Nach tödlichen Messerstichen
Urteil des Berufungsgerichts für Jeunesse-Trainer fällt deutlich milder aus
Das Berufungsgericht hat am Mittwoch das Urteil für den ehemaligen Jeunesse-Trainer deutlich abgeschwächt: Acht statt 18 Jahren Haft.
Der ehemalige Trainer der Jeunesse Esch ist am Mittwoch auch in zweiter Instanz schuldig gesprochen worden Foto: Editpress/Tania Feller
Der ehemalige Minimes-Trainer der Jeunesse Esch, der 2023 in einen tödlichen Zwischenfall bei einem Training verwickelt war, ist am Mittwoch in zweiter Instanz schuldig gesprochen worden. Die Strafe fällt allerdings deutlich milder aus, als es das Urteil aus erster Instanz vorsah. Damals wertete der Richter den Tatbestand als Totschlag mit Tötungsabsicht. Das Berufungsgericht kam allerdings zu dem Schluss, dass es sich „um Körperverletzung mit Todesfolge ohne Tötungsabsicht handelt“, wie das Luxemburger Wort am Mittwoch berichtet. Der Angeklagte wurde demnach zu acht Jahren Haft, davon vier auf Bewährung, verurteilt. Das Urteil aus erster Instanz sah 18 Jahre Haft, davon zwölf auf Bewährung, vor.

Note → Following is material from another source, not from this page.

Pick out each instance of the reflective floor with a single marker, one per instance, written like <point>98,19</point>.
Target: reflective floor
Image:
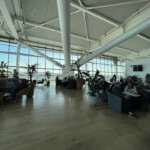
<point>61,119</point>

Der Anwalt des Verurteilten, Me Mioli, sprach am Mittwoch bei Radio 100,7 trotz des Schuldspruchs von einem Sieg, da der Vorwurf des Totschlags mit Tötungsabsicht nicht bestehen blieb. „Sie haben sich für vorsätzliche Körperverletzung mit Todesfolge ohne Tötungsabsicht entschieden. Mit dieser Entscheidung kann ich leben, und ich hoffe, mein Mandant kann das auch! Und ja, die auf ein angemessenes Maß reduzierte Strafe scheint mir angesichts dieses Falles, der doch alles andere als eindeutig war, ebenfalls eine gute Sache zu sein!“, sagte Mioli dem Radiosender.
Was war geschehen?
Ein 25-Jähriger drang am 20. Januar 2023 mit zwei Messern bewaffnet auf das Spielfeld beim Training der Jeunesse-Minimes (U13) vor. Der damals 22-jährige Trainer und ein Spielervater überwältigten den Eindringling. Dabei nutzte der Jugendtrainer eines der Messer, das der Angreifer laut einer Pressemitteilung der Justiz zuvor fallen gelassen hatte, und stach mehrmals auf den immobilisierten Angreifer ein. Doch habe er „zu diesem Zeitpunkt keine Gefahr mehr dargestellt“, hieß es in einer Pressemitteilung der Staatsanwaltschaft. Der Angreifer erlag einige Stunden später seinen Verletzungen. Über die Identität des Toten machte die Justiz keine Angaben.
Im Visier der Behörden waren zunächst mit dem Bruder des Trainers und zwei Vätern von Jugendspielern auch weitere Beteiligte am tödlichen Zwischenfall. Im Juli 2023 wurde der Tathergang vor Ort rekonstruiert. Wenig später wurde der Hauptverdächtige, der seit Januar 2023 in Sanem in Untersuchungshaft gesessen hatte, unter Auflagen auf freien Fuß gesetzt.